The future of air travel, D’Alessandro said, may even include virtual zones within the aircraft that enable, say, business travelers, retired passengers or teens to socialize within their individual circles.
Gamers, especially, may be willing to pay extra money to duel others on the flight.
However, big changes such as these that call for months of testing with the Federal Aviation Administration and are expensive may still be years out, airline analyst Bob Herbst said.
The New ‘Everything’ Aircraft
Herbst, who founded AirlineFinancials.com, said the 787 is the first “everything aircraft” since the 747 launched almost 40 years ago.

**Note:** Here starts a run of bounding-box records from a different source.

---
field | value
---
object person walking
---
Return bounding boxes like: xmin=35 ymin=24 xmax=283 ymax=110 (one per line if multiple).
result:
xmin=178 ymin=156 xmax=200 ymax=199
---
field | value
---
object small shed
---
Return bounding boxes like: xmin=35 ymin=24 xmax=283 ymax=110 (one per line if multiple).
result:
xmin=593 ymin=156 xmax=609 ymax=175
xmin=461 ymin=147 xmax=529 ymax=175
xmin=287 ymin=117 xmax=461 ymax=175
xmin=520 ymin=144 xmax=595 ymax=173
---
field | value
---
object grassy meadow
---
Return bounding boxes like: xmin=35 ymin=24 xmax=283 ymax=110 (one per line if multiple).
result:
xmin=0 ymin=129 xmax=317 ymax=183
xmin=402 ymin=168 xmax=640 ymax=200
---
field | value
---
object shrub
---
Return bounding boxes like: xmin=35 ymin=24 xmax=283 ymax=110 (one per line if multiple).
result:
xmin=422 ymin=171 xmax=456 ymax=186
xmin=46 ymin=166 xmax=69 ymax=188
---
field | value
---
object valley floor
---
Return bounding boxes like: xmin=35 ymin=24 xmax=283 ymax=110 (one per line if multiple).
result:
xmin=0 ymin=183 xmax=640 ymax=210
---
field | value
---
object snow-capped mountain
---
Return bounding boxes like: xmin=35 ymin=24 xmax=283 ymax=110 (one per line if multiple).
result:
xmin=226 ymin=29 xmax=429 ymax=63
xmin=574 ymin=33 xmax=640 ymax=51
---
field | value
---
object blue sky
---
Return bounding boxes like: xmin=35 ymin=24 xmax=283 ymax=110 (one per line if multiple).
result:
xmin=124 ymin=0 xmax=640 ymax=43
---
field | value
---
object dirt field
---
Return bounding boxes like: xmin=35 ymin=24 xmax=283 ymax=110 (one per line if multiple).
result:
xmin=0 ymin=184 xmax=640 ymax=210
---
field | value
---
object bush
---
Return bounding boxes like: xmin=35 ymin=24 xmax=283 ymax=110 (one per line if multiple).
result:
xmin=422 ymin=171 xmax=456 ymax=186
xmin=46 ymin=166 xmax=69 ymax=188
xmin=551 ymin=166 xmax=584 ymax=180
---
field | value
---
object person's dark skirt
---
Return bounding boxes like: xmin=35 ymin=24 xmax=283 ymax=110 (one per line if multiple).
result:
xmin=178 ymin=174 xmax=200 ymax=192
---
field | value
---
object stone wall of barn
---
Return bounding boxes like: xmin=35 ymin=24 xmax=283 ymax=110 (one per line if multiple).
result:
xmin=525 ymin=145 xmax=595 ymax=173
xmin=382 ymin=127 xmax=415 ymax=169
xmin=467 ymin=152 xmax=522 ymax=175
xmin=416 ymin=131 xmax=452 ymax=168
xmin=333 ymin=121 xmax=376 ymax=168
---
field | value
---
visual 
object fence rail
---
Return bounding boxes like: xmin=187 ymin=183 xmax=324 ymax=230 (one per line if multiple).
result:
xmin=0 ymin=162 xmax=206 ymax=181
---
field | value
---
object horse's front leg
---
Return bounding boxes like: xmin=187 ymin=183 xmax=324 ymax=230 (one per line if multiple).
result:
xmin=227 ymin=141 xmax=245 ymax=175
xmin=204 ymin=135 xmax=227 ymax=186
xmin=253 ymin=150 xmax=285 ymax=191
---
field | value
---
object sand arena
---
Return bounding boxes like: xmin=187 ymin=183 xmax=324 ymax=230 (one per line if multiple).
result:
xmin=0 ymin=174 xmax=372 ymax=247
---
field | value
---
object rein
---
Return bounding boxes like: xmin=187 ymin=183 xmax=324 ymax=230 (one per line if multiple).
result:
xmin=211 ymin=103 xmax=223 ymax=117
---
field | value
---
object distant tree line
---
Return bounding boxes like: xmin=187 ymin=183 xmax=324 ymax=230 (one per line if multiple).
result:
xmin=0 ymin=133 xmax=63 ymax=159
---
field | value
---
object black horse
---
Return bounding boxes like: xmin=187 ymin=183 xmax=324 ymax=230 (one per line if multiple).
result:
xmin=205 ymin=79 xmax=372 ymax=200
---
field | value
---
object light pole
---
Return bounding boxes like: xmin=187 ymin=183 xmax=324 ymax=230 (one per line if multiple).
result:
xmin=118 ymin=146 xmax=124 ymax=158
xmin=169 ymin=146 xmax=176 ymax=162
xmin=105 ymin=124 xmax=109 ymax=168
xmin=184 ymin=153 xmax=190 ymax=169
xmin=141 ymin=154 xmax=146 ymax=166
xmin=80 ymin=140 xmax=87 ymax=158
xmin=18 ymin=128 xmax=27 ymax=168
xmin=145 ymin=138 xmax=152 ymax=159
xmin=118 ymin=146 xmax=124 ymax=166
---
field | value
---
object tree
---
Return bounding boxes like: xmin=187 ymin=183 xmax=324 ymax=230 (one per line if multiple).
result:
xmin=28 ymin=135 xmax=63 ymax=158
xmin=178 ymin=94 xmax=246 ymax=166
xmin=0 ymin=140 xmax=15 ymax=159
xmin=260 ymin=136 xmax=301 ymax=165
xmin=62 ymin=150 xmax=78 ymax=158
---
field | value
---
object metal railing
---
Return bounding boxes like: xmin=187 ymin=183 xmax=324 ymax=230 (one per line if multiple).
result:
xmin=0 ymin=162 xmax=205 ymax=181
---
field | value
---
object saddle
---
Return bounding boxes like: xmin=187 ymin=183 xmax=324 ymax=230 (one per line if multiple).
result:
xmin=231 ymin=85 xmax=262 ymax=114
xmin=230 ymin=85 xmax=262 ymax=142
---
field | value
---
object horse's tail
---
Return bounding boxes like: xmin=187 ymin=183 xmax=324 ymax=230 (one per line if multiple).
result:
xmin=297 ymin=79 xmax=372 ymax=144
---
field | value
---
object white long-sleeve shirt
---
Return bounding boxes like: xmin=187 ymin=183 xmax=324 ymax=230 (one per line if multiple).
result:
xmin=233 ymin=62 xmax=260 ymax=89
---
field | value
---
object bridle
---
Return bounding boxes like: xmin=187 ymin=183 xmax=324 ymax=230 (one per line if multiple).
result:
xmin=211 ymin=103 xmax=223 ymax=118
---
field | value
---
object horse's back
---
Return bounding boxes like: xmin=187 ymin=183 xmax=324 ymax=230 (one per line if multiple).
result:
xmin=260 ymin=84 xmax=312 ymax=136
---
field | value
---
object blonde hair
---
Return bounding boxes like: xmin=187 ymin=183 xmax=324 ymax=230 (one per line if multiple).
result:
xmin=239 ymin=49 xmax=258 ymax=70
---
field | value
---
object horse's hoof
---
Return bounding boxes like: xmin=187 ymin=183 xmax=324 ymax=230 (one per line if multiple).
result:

With a large dome entrance that gives the aircraft a bigger feel, overhead bins that curve up toward the ceiling, LED lighting themes that emulate the sky, air that makes the ride more natural for passengers and noise dampening materials on the plane’s exterior that make the cabin quieter, some say it's the gateway to air travel of the future.
One of the more notable aspects of the 787 is windows that are almost a third bigger and provide more ambient light. Embedded with new technology, they give passengers the power to dim sunlight without ever closing the shade.
“It doesn’t really feel like you’re in an airplane in the same way, feels more like you are in the sky,” said Blake Emery, director of differentiation strategy at Boeing Commercial Airplanes.
For airlines, new jets are especially desirable because their streamlined designs make them more fuel-efficient, important since fuel can take up as much as half of their quarterly bills.
“It would be natural to expect that in the face of difficult economic times, airlines that wanted to upgrade, modernize their fleet, probably put that off because business was tough,” said Emery, who is known as Boeing's "interiors guru" because he helps implement changes to jet cabins to improve the travel experience.
The International Air Transport Association may have downgraded the industry this week -- citing rising fuel costs -- but Kletzel said that even if prices take a turn for the worse, mass changes will still arrive, they'll just be delayed.
“You get to a point where you can’t not modernize because you can’t afford to put gas in the thing,” Emery said.